What are TCP Wrappers

TCP wrappers provide a means to control which IP addresses are allowed or not allowed to connect to services that you have enabled on your host such as Remote Login (ssh), Apple Remote Desktop (vnc), and Personal Web Sharing (www).

As with other Operating Systsems, MAC OS X uses the tcp daemon (tcpd) to implement this functionality  (see “man tcpd”).

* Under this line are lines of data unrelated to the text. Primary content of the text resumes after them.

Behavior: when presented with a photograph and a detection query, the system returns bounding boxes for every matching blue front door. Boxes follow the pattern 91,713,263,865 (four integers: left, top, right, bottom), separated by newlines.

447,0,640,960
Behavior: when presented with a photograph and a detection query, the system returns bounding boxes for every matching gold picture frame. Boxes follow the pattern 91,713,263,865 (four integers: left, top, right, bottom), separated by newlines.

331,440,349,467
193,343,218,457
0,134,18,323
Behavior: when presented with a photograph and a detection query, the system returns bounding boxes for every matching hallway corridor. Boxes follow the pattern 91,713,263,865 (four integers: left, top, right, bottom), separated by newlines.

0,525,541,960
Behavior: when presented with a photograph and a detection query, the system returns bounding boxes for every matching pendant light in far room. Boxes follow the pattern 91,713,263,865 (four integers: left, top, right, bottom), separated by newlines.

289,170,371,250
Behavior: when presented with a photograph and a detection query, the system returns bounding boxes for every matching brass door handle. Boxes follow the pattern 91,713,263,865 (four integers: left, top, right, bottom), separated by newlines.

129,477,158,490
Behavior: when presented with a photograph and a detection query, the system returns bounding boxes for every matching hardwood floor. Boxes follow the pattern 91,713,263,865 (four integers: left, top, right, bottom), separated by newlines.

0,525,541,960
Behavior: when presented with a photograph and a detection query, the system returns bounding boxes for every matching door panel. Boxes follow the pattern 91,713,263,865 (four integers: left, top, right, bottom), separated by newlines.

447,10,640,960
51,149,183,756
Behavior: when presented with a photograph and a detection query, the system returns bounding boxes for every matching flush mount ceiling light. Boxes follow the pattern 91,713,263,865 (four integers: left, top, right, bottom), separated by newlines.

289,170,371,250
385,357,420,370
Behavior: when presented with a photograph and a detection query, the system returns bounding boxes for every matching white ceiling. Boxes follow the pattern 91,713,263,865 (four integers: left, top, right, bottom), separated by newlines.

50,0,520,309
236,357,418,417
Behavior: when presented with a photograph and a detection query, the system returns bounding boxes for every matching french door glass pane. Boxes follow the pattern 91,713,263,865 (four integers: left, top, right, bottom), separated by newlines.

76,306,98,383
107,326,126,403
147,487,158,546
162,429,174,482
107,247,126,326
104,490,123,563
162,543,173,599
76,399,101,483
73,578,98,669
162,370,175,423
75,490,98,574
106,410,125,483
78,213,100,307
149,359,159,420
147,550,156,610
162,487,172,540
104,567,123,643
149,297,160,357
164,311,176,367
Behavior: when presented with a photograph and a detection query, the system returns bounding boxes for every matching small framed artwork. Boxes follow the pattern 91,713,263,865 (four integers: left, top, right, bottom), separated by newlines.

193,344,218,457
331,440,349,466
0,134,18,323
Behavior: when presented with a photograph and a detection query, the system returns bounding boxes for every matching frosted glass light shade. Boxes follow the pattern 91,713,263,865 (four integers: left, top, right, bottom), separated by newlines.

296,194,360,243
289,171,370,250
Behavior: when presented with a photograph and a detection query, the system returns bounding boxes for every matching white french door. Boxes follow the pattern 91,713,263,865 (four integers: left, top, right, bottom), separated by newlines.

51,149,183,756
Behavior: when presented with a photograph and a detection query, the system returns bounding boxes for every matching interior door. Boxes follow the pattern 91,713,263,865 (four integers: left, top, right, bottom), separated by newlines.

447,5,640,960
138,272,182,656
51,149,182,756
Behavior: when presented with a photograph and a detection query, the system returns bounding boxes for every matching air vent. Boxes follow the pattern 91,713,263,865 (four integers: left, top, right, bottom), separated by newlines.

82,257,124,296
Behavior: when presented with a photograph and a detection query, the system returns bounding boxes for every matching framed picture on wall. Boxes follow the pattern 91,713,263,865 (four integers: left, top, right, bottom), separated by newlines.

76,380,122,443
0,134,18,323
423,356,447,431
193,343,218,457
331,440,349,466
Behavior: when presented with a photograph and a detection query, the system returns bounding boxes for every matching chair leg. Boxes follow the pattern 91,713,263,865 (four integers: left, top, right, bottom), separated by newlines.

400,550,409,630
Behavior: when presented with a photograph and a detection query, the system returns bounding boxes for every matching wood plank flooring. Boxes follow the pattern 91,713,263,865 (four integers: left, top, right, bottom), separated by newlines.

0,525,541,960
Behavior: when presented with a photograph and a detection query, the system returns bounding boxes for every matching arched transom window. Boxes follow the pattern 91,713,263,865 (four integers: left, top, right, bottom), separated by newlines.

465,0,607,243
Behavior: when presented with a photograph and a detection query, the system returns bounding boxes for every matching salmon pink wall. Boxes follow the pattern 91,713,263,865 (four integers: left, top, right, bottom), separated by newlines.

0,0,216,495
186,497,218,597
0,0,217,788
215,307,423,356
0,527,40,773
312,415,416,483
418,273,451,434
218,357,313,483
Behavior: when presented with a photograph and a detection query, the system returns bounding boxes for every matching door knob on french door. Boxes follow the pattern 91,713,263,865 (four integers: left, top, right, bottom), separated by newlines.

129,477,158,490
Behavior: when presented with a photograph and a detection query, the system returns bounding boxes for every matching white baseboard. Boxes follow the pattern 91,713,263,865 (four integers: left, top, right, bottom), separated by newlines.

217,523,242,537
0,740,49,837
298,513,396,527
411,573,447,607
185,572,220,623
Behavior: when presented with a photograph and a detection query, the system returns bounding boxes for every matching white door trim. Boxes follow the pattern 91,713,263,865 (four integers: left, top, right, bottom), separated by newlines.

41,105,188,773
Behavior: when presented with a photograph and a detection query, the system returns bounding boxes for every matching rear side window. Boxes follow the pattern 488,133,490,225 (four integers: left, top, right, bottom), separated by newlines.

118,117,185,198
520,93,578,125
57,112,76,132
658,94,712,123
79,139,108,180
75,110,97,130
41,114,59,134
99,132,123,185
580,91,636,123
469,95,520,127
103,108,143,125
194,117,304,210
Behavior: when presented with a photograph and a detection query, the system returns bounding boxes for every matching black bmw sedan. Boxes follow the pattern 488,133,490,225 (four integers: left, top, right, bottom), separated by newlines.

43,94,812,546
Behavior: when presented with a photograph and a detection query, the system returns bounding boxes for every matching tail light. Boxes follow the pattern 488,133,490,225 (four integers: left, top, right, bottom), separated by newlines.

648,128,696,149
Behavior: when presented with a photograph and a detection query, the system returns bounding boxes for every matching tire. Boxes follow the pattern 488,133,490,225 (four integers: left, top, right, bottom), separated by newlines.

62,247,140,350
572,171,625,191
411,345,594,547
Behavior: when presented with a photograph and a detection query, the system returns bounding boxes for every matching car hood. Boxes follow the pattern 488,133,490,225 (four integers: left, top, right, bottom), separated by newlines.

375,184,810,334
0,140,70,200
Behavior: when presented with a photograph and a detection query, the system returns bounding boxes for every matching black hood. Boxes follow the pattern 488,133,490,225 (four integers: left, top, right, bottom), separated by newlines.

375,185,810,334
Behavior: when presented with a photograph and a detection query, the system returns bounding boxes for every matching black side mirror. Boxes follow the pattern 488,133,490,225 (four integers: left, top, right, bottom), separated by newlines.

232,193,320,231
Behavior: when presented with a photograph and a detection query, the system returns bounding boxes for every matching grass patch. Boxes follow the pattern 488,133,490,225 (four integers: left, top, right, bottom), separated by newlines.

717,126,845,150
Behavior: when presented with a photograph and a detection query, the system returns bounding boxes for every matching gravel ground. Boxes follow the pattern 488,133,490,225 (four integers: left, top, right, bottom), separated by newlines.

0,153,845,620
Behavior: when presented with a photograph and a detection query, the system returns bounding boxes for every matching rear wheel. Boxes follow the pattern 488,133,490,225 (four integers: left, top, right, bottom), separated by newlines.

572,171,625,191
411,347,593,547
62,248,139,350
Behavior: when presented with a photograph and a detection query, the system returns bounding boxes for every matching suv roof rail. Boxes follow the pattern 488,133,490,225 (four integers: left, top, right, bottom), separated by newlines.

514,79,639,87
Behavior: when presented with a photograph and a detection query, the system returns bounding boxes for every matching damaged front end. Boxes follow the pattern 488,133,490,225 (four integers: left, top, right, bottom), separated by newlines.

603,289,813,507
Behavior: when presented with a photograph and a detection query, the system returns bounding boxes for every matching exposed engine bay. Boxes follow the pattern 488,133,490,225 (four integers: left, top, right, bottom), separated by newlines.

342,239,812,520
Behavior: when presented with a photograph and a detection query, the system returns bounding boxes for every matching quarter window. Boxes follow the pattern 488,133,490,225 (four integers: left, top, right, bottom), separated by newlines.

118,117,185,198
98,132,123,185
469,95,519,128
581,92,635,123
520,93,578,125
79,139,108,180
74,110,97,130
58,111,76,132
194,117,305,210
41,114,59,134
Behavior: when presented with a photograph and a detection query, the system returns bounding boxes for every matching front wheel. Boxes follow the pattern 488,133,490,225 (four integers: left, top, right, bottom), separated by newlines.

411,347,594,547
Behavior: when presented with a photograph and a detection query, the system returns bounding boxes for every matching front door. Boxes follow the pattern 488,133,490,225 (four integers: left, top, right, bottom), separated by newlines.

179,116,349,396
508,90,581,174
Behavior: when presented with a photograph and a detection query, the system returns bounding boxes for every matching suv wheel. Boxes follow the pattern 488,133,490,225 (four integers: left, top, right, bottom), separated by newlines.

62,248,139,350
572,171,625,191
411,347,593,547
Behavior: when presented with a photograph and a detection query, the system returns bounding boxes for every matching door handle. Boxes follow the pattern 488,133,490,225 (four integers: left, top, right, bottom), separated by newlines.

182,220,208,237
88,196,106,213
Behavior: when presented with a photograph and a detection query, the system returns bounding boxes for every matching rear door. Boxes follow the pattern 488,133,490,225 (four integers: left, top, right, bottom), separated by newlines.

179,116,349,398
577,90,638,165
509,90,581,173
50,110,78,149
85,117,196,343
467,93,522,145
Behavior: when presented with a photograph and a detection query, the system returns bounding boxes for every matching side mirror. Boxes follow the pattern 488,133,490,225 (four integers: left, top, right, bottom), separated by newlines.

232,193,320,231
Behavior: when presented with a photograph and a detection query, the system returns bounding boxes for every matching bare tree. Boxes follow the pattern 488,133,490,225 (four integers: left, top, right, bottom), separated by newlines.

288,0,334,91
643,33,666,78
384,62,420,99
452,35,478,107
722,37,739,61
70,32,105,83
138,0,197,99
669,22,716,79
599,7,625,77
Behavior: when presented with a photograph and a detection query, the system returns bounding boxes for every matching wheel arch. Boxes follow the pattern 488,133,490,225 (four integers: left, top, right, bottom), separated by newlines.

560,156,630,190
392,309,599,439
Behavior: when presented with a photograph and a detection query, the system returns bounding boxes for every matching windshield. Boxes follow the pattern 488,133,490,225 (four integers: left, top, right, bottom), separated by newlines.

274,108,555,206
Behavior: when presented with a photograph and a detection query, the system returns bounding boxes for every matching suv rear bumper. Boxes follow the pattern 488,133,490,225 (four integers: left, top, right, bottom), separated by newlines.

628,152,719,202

How to Configure TCP Wrappers

In order to make use of tcp wrappers, you need to create two files in /etc called hosts.deny and hosts.allow (see samples below). Both files must be present in order for this to work. If you do not create these files, the entire Internet has access to the services you have enabled greatly lowering the security of your host.

In Terminal, after you become super user (likely by sudo -s), you may use your favorite text editor such as pico or vi to create the two files.

Sample /etc/hosts.deny

#
# hosts.deny This file describes the names of the hosts which are
# denied the use of local INET services, as decided
# by the ‘/usr/sbin/tcpd’ server.
#
ALL: ALL:deny

Sample /etc/hosts.allow

#
# hosts.allow This file describes the names of the hosts which are
# allowed to use the local INET services, as decided
# by the ‘/usr/sbin/tcpd’ server.
#
ALL:128.197.79.

Explanation of Sample Files

The “ALL: ALL:deny” statement in the /etc/hosts.deny files prevents all external hosts from accessing the host you created the files on.

Then we allow only those hosts we trust or need, to accomplish the task at hand. In the example above, only hosts on the 128.197.79 subnet are allowed to access the host. NOTE: There is a . after the 79; you need that in order for this to work. You can allow connections from all of the Boston University subnets by removing the entire .79 line and adding the following:

ALL: 128.197.
ALL: 168.122.
ALL: 155.144.

Keep in mind that this is a very broad range covering most of the Boston University campuses.  To refine this further, see our documentation on the Campus IP Address Space.

You can also limit access to only a few other hosts by adding an entry for only those IPs in the /etc/hosts.allow file as seen in the example below.